Ma bien-aimée, vous m'avez promis de ne pas recevoir d'amis, mais je vois que cela vous est bien dur; c'est pour faire «ma volonté, dites-vous, mais c'est un grand sacrifice», eh! bien, non! je ne veux pas faire peser si lourdement ma volonté sur vous; je vous rends votre parole; je vous demandais trop, n'est-ce pas? Votre amour murmure de ma dureté? Recevez, recevez, mais sachez bien que je n'aurai plus aucune garantie de votre constance; sachez que le doute, l'angoisse, l'anxiété vont me torturer sans relâche. Mais qu'importe! puisqu'un de nous doit souffrir, mieux vaut que ce soit moi; le sacrifice ne me fait pas peur, quand il est pour le bonheur et la tranquillité de ceux que j'aime. Recevez, recevez, dussé-je en mourir, je ne vous demanderai plus de sacrifice comme preuve de votre affection; recevez, recevez; mais quand vous sentirez un autre amour naître en votre âme; quand vous entreverrez un plus grand bonheur dans les bras d'un autre que dans mes bras; oh! alors, dites-le moi bien franchement, ne faites pas comme la dernière fois; de grâce évitez , évitez-moi la honte d'une humiliation. Est-ce encore trop vous demander. Pardonnez-moi, si la page précédente est tachée: quelques unes des larmes abondantes que j'ai versées en traçant ces lignes, sont tombées à mon insu, sur le papier fraîchement écrit. Voyez-vous, moi, ceux que j'aime, je les aime bien. Comme je vous l'annonçais, j'ai commencé une neuvaine; mais c'est une neuvaine qui va durer plus que neuf jours, une neuvaine qui va durer tant que la grâce demandée ne sera pas accordée; seulement l'intention primitive a été quelque peu modifiée, ce n'est plus pour que je vous aime moins que je prie, c'est pour que vous m'aimiez davantage, que vous m'aimiez toujours, pour que nous soyons, l'un et l'autre, fidèles à nos serments; pour que nous soyons l'un à l'autre pour toujours et le plus tôt possible.

Ma chère Attala, je suis heureux de vous apprendre, que jusqu'ici, mon entreprise de travailler à mon compte, a réussi au-delà de mes espérances: j'attribue ce beau succès à vous, à vos ferventes prières que je vous prie de continuer.
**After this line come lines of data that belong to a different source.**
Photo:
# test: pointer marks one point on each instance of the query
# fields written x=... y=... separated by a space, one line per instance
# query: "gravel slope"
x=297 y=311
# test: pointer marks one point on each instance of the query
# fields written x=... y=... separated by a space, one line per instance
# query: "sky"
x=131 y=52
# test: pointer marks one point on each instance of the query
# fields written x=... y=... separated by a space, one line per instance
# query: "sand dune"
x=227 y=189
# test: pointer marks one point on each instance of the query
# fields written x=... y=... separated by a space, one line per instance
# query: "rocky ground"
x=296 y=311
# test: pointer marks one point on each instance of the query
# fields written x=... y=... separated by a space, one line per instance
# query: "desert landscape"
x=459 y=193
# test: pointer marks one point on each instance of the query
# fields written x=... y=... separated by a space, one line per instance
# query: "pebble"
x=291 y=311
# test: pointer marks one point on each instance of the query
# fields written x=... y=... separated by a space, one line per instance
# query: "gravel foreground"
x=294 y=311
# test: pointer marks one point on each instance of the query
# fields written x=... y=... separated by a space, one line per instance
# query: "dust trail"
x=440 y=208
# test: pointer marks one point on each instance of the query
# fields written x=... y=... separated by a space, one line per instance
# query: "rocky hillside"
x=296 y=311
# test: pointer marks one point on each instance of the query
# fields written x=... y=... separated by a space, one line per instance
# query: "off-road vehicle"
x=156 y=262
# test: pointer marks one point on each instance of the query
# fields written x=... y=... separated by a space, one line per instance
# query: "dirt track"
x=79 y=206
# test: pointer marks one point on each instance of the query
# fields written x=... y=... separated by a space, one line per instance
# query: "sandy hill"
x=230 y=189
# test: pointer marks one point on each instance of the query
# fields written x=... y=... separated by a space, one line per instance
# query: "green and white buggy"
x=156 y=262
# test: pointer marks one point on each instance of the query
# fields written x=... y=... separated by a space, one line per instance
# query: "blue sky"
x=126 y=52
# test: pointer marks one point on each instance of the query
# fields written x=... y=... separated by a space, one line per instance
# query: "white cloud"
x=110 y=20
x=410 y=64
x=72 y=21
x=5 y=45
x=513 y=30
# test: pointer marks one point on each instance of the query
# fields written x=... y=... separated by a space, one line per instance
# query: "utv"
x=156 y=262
L'Honorable juge de Lorimier, un de mes examinateurs, a dit de moi que j'étais un de ceux qui possédaient le sens légal le plus développé; et l'Honorable juge Mathieu m'a assuré que je n'avais aucun lieu de craindre pour l'examen final, et que mon succès était assuré.

Je vous dis toutes ces choses, ma chérie, non pas pour m'attirer des éloges, ni pour satisfaire à un mesquin sentiment de vanité, vous le savez; mais plutôt, pour vous montrer que je travaille bien fort; pour vous montrer à quel prix je vous estime, puisque l'espérance de vous posséder un jour, me donne le courage de consacrer tant d'heures à l'étude. Sachez que chacun de ces succès, que chacune de ces paroles représentent de longues nuits d'insomnie, supportées pour vous, pour vous qui trouvez si dur de ne plus recevoir de visites à cause de moi.

Bonsoir, ma bien-aimée, bonsoir, ô la lumière de mon âme! Hélas! rien qu'une semaine s'est écoulée depuis que je vous ai vue; rien qu'une semaine! que d'ennuis une seule semaine peut contenir.

Dites-moi, en ai-je écrit trop long? Vous le voyez, je vous parle à coeur ouvert; et je vous conjure d'en faire autant.

Ce que je veux, c'est que chacun de nous raconte à l'autre ses plus secrètes pensées; afin qu'il n'y ait plus de mystère entre nous deux; je veux que chacun prenne part aux joies de l'autre, souffre de ses douleurs, jouisse de ses espérances, s'attriste de ses revers, triomphe de ses succès. Je veux que nous nous accoutumions à vivre de la même vie, à n'avoir plus qu'un coeur pour nous deux.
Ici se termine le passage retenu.